Ana bulvar ikiye hatta üçe ayrılıyordu. Ayrıldığı yerde sivri bir mantar şapkasını andıran kubbeli taba rengi betonerme yapı iki iri sütun ile yere bağlanıyordu. Küreleri takip ederken bu iki sütunun arasından geçecek ve arka tarafında iki küçük sütun daha olduğunu gözlemleyecektik. Burayı geçikten sonra yeşillikli park alanına benzer bir yer karşımıza çıkmıştı. Parkın ortasında devasa tam daireden bir yapma havuz vardı. Havuzdaki suyun yüzeyinde ise renk renk pus. Küreler bu andan itibaren havuzun üzerinde yükselmeye ve ayrı yönlere gitmeye başladılar. Birbirimize ne yapacağımıza dair kısa bir bakışmadan sonra her birimizin ayrı bir tanesini takip etmesi kararına garip telepatik bir iletişimle varmış gibiydik. Yine de aklımın bir köşesinde ne olduğunu bilmediğimiz bu alemde birbirimizden ayrı yönlere gitme fikri pek aklıma yatmıyordu.

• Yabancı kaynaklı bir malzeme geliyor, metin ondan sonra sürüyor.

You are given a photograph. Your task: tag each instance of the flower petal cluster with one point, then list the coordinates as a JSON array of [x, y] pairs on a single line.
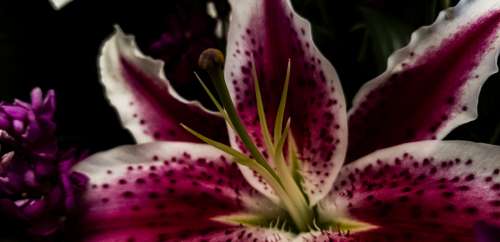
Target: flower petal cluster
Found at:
[[378, 172]]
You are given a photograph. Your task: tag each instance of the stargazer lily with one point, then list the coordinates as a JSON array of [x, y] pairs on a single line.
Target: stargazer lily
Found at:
[[282, 178]]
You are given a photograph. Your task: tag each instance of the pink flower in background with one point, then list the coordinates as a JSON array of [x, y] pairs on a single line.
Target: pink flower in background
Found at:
[[37, 188]]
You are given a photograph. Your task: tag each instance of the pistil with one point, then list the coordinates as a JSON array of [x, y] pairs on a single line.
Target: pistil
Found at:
[[284, 179]]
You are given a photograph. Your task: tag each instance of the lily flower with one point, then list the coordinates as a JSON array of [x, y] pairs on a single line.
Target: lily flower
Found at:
[[37, 188], [282, 177]]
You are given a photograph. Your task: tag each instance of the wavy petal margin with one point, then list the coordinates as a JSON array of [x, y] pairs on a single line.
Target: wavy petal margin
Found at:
[[167, 191], [269, 33], [432, 85], [423, 191], [147, 104]]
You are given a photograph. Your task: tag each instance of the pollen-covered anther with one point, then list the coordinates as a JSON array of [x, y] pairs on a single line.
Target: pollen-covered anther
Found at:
[[211, 58]]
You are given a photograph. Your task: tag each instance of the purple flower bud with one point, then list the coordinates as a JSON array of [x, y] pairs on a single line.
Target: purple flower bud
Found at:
[[37, 187]]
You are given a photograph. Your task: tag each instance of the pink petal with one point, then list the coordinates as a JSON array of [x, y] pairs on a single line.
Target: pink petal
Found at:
[[432, 85], [270, 33], [164, 191], [423, 191], [147, 104]]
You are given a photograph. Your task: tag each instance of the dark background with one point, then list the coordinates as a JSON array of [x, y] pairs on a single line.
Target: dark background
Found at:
[[40, 46]]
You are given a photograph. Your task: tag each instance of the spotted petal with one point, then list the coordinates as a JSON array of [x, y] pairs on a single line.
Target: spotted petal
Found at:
[[423, 191], [168, 191], [147, 104], [432, 85], [269, 33]]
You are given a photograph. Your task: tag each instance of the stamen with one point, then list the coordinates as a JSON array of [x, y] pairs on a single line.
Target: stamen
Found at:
[[212, 61], [283, 183], [281, 108], [261, 113]]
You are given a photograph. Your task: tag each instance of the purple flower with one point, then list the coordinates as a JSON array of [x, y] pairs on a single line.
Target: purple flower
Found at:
[[283, 178], [37, 187]]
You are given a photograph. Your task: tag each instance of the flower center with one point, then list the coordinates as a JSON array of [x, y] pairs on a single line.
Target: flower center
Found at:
[[284, 177]]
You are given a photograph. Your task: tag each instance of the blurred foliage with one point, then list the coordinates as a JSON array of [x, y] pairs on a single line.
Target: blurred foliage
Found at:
[[58, 49]]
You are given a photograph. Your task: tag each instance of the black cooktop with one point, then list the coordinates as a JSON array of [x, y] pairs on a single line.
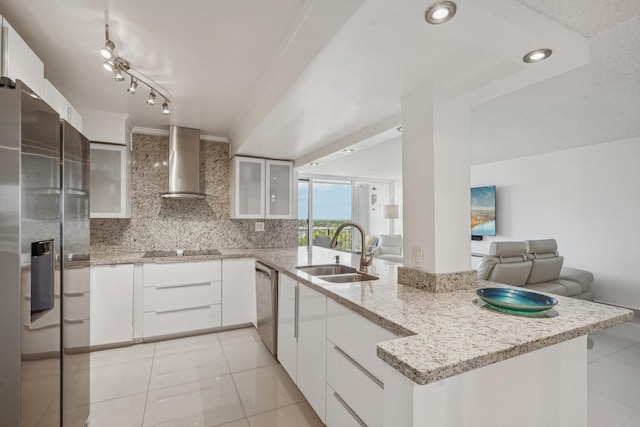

Önce havuzun iki yanına ayrıldık, ardından başımın üzerideki küreyi göz hapsine aldım. Parkın ortasındaki merkezi havuzdan uzaklaşıyordu. Mükemmel derecede düzgün budanmış sarmaşıkların arasından geçilen bir yola sapmıştı. En sonunda da parkın içinden çıkmıştı. Bir süre daha boş sokakta yürüdükten sonra bir okulun bahçesi gibi bir yere girmek durumunda kalmıştım. Çim bahçenin ortasında bir tane çardak, iki tane de büyükçe çadır vardı. Çadırlardan biri yarım daire bir tenteyi andırıyordu. Diğeri de kenarları tamamen kapalı kare şeklinde plaj şemsiyesine benziyordu. Göz hapsinde tuttuğum küre havada bir süre döndükten sonra kare şeklinde olan çadıra girdi. Peşinden ben de girdim.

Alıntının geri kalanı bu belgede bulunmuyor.